In light of previously stated facts it is clear that current policy has an extensive detrimental effect on refugees and asylum seekers. Not only are Australia’s policies are financially unsustainable, but also cause significant and long-lasting harm. AFRAM is asking politicians and their parties to ensure we adhere to our commitment to UN Refugee Convention and remains committed to advocating for refugees and asylum seekers to ensure that they are treated fairly and humanely.



We are asking Australian Parliamentarians to:

  1. Acknowledge the impact Australia’s deterrence policies are having on the mental health of asylum seekers and refugees
  2. Avoid punitive deterrence policies regarding the treatment of asylum seekers that amplify mental health trauma. This includes ceasing prolonged or indefinite mandatory detention, offshore processing and temporary protection visas.
  3. Honour its obligations under the Declaration of Human Rights and UN Refugee Convention and recognise national and international law when making decisions regarding policy that impact on refugee and asylum seeker health;
  4. Provide leadership by accurately informing the public about the global state of refugee movement, rights of refugees under the Refugee Convention and the welfare and treatment of asylum seekers and refugees in Australia.
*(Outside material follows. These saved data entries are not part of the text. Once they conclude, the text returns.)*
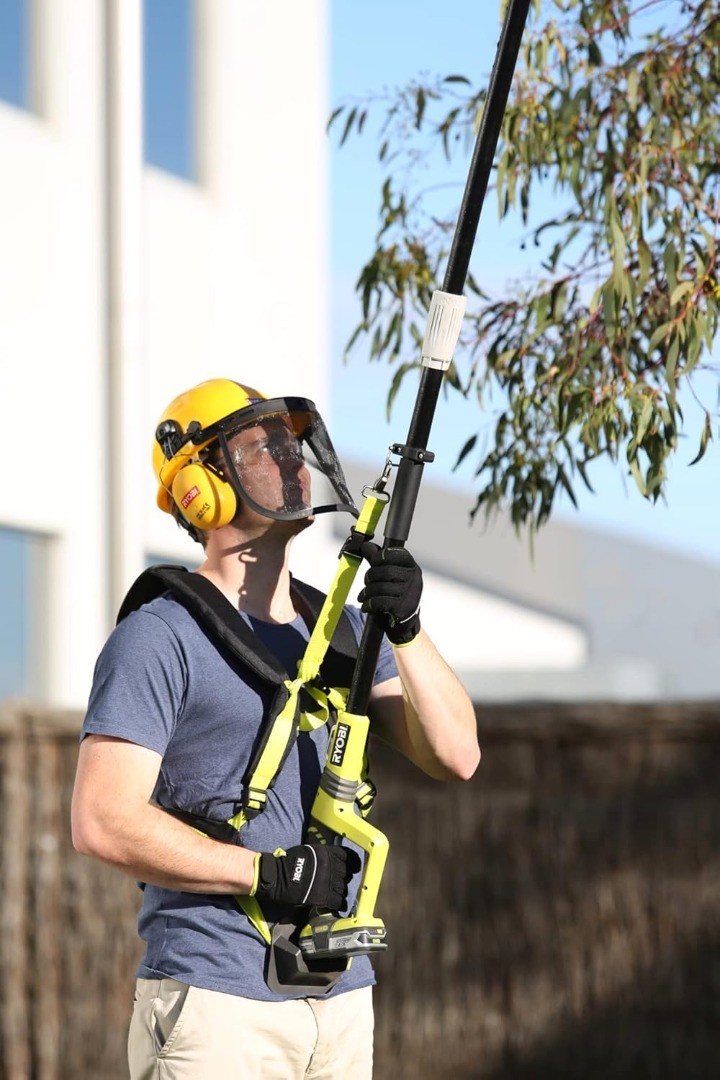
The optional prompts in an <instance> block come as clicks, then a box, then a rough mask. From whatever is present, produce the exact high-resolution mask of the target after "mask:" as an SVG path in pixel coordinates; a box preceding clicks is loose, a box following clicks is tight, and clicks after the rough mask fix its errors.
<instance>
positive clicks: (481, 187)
mask: <svg viewBox="0 0 720 1080" xmlns="http://www.w3.org/2000/svg"><path fill="white" fill-rule="evenodd" d="M530 2H531V0H508V4H507V10H506V12H505V18H504V22H503V28H502V31H501V35H500V40H499V42H498V49H497V53H495V62H494V65H493V67H492V73H491V76H490V84H489V86H488V94H487V98H486V102H485V108H484V110H483V118H481V121H480V127H479V131H478V133H477V137H476V139H475V148H474V151H473V159H472V161H471V165H470V172H468V175H467V180H466V184H465V191H464V193H463V199H462V204H461V206H460V213H459V216H458V222H457V225H456V231H454V235H453V238H452V246H451V247H450V255H449V257H448V266H447V269H446V271H445V279H444V282H443V293H446V294H450V295H452V296H461V295H462V291H463V288H464V286H465V279H466V278H467V269H468V267H470V258H471V255H472V252H473V245H474V243H475V235H476V233H477V226H478V222H479V219H480V212H481V210H483V203H484V201H485V195H486V192H487V189H488V183H489V179H490V172H491V170H492V162H493V160H494V156H495V149H497V147H498V139H499V137H500V129H501V126H502V121H503V117H504V114H505V108H506V105H507V98H508V96H510V90H511V84H512V81H513V73H514V71H515V65H516V63H517V57H518V53H519V51H520V42H521V40H522V32H524V30H525V24H526V22H527V18H528V11H529V9H530ZM444 370H445V369H444V368H441V367H435V366H423V368H422V375H421V378H420V386H419V388H418V394H417V397H416V403H415V409H413V411H412V418H411V420H410V426H409V429H408V435H407V440H406V443H405V445H404V446H400V447H398V448H397V453H399V455H400V462H399V465H398V469H397V476H396V478H395V485H394V488H393V496H392V500H391V503H390V510H389V514H388V523H386V526H385V534H384V545H385V546H389V545H391V546H403V544H404V543H405V541H406V540H407V538H408V536H409V532H410V524H411V521H412V515H413V513H415V508H416V503H417V500H418V492H419V490H420V481H421V480H422V471H423V468H424V461H425V460H426V459H427V456H426V449H427V442H429V440H430V429H431V427H432V422H433V416H434V414H435V406H436V405H437V399H438V395H439V392H440V387H441V384H443V376H444ZM431 460H432V458H431ZM382 636H383V630H382V626H381V624H380V622H379V620H378V619H377V618H376V617H375V616H369V617H368V619H367V621H366V624H365V630H364V633H363V637H362V639H361V644H359V648H358V652H357V661H356V664H355V672H354V675H353V680H352V686H351V688H350V694H349V697H348V706H347V708H348V712H349V713H353V714H355V715H361V716H365V715H366V714H367V710H368V703H369V700H370V690H371V689H372V677H373V675H375V670H376V667H377V664H378V656H379V653H380V645H381V643H382Z"/></svg>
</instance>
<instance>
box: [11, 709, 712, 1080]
mask: <svg viewBox="0 0 720 1080" xmlns="http://www.w3.org/2000/svg"><path fill="white" fill-rule="evenodd" d="M478 721H479V728H480V732H481V743H483V747H484V759H483V762H481V765H480V768H479V769H478V772H477V774H476V777H475V778H474V779H473V780H472V781H470V782H468V783H466V784H437V783H434V782H432V781H429V780H426V779H424V778H423V777H422V775H420V774H419V773H418V772H417V770H415V769H412V768H410V767H409V766H406V764H405V762H403V761H402V759H399V758H398V757H397V755H394V754H391V753H390V752H388V751H384V750H382V748H376V750H375V751H373V755H372V765H373V769H372V772H373V778H375V780H376V781H377V783H378V786H379V788H380V795H379V797H378V802H377V807H376V809H375V811H373V821H375V822H376V824H378V825H379V826H380V827H381V828H383V831H384V832H386V833H388V835H389V836H390V839H391V856H390V861H389V864H388V869H386V872H385V877H384V879H383V885H382V889H381V893H380V902H379V905H378V914H379V915H381V916H382V918H383V919H384V920H385V922H386V924H388V929H389V939H390V948H389V950H388V953H386V954H385V955H384V956H382V957H380V958H379V959H378V960H377V963H376V968H377V972H378V987H377V990H376V1016H377V1039H376V1080H405V1078H408V1080H409V1078H413V1080H423V1078H429V1080H430V1078H432V1080H444V1078H448V1080H449V1078H453V1080H458V1078H465V1077H466V1078H488V1080H511V1078H513V1080H530V1078H532V1080H536V1078H544V1077H546V1076H547V1077H551V1076H552V1077H566V1078H578V1080H581V1078H582V1080H595V1078H598V1080H599V1078H600V1077H602V1078H608V1077H613V1078H614V1077H619V1078H624V1077H628V1078H630V1077H631V1078H656V1080H665V1078H667V1080H685V1078H687V1080H691V1078H695V1077H697V1078H701V1077H702V1078H704V1080H705V1078H707V1077H709V1076H715V1075H717V1074H718V1071H719V1070H720V1069H719V1066H720V1050H719V1049H718V1047H719V1043H720V1039H719V1038H718V1031H720V905H719V904H718V900H717V897H718V895H720V800H719V799H718V796H717V787H718V779H717V778H718V775H719V773H720V703H719V704H717V705H716V704H708V705H702V704H698V705H678V706H677V707H670V706H667V707H665V708H658V707H650V706H644V707H640V706H638V707H633V708H630V707H621V706H608V705H586V706H567V705H566V706H559V707H557V708H549V707H531V706H527V707H519V706H518V707H512V706H502V707H499V706H493V707H492V710H487V711H485V710H478ZM79 724H80V718H79V717H78V716H71V715H53V714H50V713H38V712H37V711H35V712H31V711H28V710H22V708H5V710H4V712H2V713H0V783H1V785H2V796H3V818H2V829H1V831H0V832H1V836H2V839H1V856H2V866H3V890H2V896H1V901H0V918H1V920H2V951H1V954H0V1010H1V1012H0V1077H2V1078H3V1080H66V1078H70V1077H71V1078H72V1080H85V1078H87V1080H90V1078H96V1077H99V1076H101V1077H104V1078H107V1080H116V1078H118V1080H120V1078H124V1077H126V1075H127V1070H126V1064H125V1041H126V1030H127V1023H128V1017H130V1011H131V1008H132V994H133V978H134V971H135V968H136V964H137V960H138V958H139V954H140V947H139V943H138V941H137V939H136V933H135V920H136V914H137V906H138V902H139V892H138V890H137V887H136V886H135V883H134V882H133V881H132V880H130V879H127V878H125V877H123V876H122V875H121V874H119V873H117V872H114V870H112V869H110V868H108V867H105V866H101V865H99V864H98V863H95V862H94V861H92V860H87V859H83V858H81V856H79V855H77V854H76V853H74V852H73V851H72V848H71V843H70V836H69V806H70V794H71V787H72V779H73V773H74V765H76V759H77V732H78V729H79Z"/></svg>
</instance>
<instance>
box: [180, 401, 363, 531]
mask: <svg viewBox="0 0 720 1080" xmlns="http://www.w3.org/2000/svg"><path fill="white" fill-rule="evenodd" d="M192 441H193V442H194V443H195V444H201V443H203V444H206V445H205V447H204V448H203V449H202V450H201V453H200V459H201V461H202V462H203V464H204V465H205V467H206V468H209V469H210V470H213V471H215V472H217V473H218V474H219V475H220V476H221V478H222V480H225V481H226V482H227V483H229V484H230V485H231V487H232V488H233V490H234V492H235V496H236V497H237V499H239V500H240V501H241V502H244V503H246V504H247V505H249V507H250V508H252V509H253V510H255V511H256V512H257V513H259V514H261V515H262V516H264V517H271V518H273V519H275V521H286V522H287V521H300V519H302V518H307V517H311V516H313V515H315V514H320V513H325V512H328V511H345V512H348V513H350V514H352V515H353V516H354V517H357V513H358V512H357V508H356V507H355V504H354V502H353V499H352V496H351V495H350V492H349V490H348V484H347V481H345V477H344V474H343V472H342V468H341V465H340V462H339V461H338V457H337V455H336V453H335V448H334V446H332V443H331V441H330V436H329V434H328V432H327V429H326V427H325V423H324V422H323V419H322V417H321V416H320V414H318V411H317V409H316V408H315V405H314V403H313V402H311V401H309V400H308V399H307V397H273V399H270V400H267V401H262V402H258V403H256V404H254V405H250V406H246V407H245V408H241V409H237V410H236V411H234V413H230V414H229V415H228V416H226V417H223V418H222V419H221V420H218V421H217V422H216V423H214V424H210V426H209V427H207V428H204V429H202V430H200V431H198V432H195V433H194V434H193V440H192ZM207 444H209V445H207ZM308 450H310V454H311V456H309V455H308ZM308 465H310V467H315V468H316V469H317V470H318V471H320V472H321V473H322V474H323V475H324V476H325V478H326V480H327V481H328V483H329V484H330V487H331V489H332V492H334V496H335V497H336V498H337V502H332V503H328V504H325V505H316V507H313V505H312V502H311V491H310V475H309V473H307V467H308ZM303 471H304V472H305V473H307V477H305V476H303V475H302V473H303ZM269 503H272V504H269Z"/></svg>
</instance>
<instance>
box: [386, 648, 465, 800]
mask: <svg viewBox="0 0 720 1080" xmlns="http://www.w3.org/2000/svg"><path fill="white" fill-rule="evenodd" d="M395 661H396V664H397V671H398V674H399V677H400V683H402V687H403V708H402V713H403V715H402V716H399V717H398V715H397V710H396V707H395V704H394V702H393V701H392V699H386V700H384V701H383V699H382V685H381V686H380V687H379V688H378V691H379V697H378V698H377V699H376V701H375V703H373V710H376V712H377V717H378V719H377V723H373V729H375V730H376V731H377V733H378V734H380V735H381V737H382V738H384V739H385V740H386V741H389V742H391V743H392V744H393V745H395V746H396V747H397V748H398V750H399V751H400V752H402V753H403V754H405V756H406V757H408V758H409V759H410V760H411V761H413V762H415V764H416V765H417V766H419V768H421V769H422V770H423V771H424V772H426V773H427V775H430V777H433V778H434V779H436V780H467V779H470V777H472V775H473V773H474V772H475V769H476V768H477V765H478V762H479V760H480V751H479V746H478V743H477V723H476V719H475V710H474V708H473V703H472V702H471V700H470V698H468V697H467V693H466V692H465V690H464V688H463V686H462V684H461V683H460V681H459V679H458V677H457V676H456V674H454V672H453V671H452V670H451V669H450V667H449V666H448V665H447V663H446V662H445V660H444V659H443V658H441V657H440V654H439V653H438V651H437V649H436V648H435V646H434V645H433V643H432V640H431V639H430V637H429V636H427V635H426V634H425V633H424V631H421V632H420V634H419V635H418V637H417V638H415V640H413V642H411V643H410V644H409V645H407V646H404V647H403V648H397V649H395Z"/></svg>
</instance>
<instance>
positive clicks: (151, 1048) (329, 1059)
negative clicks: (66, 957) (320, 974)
mask: <svg viewBox="0 0 720 1080" xmlns="http://www.w3.org/2000/svg"><path fill="white" fill-rule="evenodd" d="M372 1027H373V1018H372V990H371V988H370V987H369V986H368V987H364V988H363V989H359V990H350V991H349V993H348V994H339V995H338V996H337V997H334V998H328V999H326V1000H324V999H323V998H298V999H295V1000H291V1001H255V1000H253V999H252V998H239V997H235V996H234V995H232V994H219V993H218V991H217V990H203V989H199V988H198V987H196V986H186V985H185V983H177V982H176V981H175V980H174V978H138V981H137V990H136V994H135V1009H134V1012H133V1018H132V1022H131V1026H130V1037H128V1041H127V1057H128V1062H130V1075H131V1080H301V1078H308V1080H370V1078H371V1076H372Z"/></svg>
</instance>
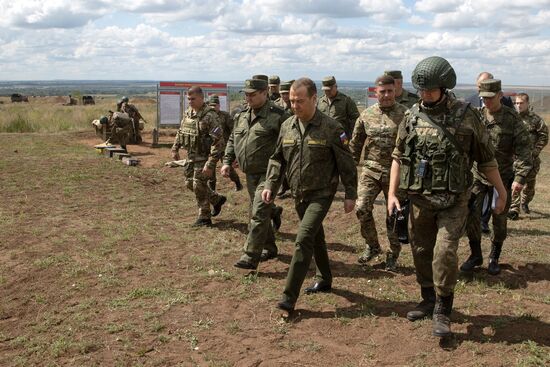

  5. Ensure accountability and transparency in all activities relating to the processing and detention of refugees and asylum seekers;
  6. Until alternatives, such as community detention, can be implemented, minimise the detrimental health impacts of detention by:
  7. Actively seeking alternatives for detention of asylum seekers;
  8. Implementing a legally binding maximum time to be spent in detention and minimising the time spent in detention facilities to reduce health impact;
  9. Enhancing available mental health services, including training healthcare professionals working in detention to recognize and treat victims of torture and trauma, and respond appropriately to those in danger of self-harm and mental illness;
  10. Ensuring adequate health and living standards at all detention facilities, including offshore detention centres;
  11. Ensuring that detention of any child is used only as a last resort for the shortest possible time and immediately removing all unaccompanied minors from places of detention;
  12. Reinstate the Immigration Health Advisory group
  13. Institute interventions to address social and environmental factors contributing to poor health outcomes, including housing, employment and education; which may act as determinants of the health of refugees and asylum seekers;
  14. Establish an independent national preventative mechanism with power to investigate and advise on the health status of refugees and asylum seekers under Australia’s care, consistent with the recommendations of the Australian Human Rights Commission;
  15. Support further research into the health impacts of the challenges faced by and policies applicable to refugees and asylum seekers and
  16. Support the State governments in improving availability and accessibility of mental health support services for both asylum seekers and refugees in and out of detention. This includes assessment of their mental health, adequate access to mental health professionals and appropriately trained service staff.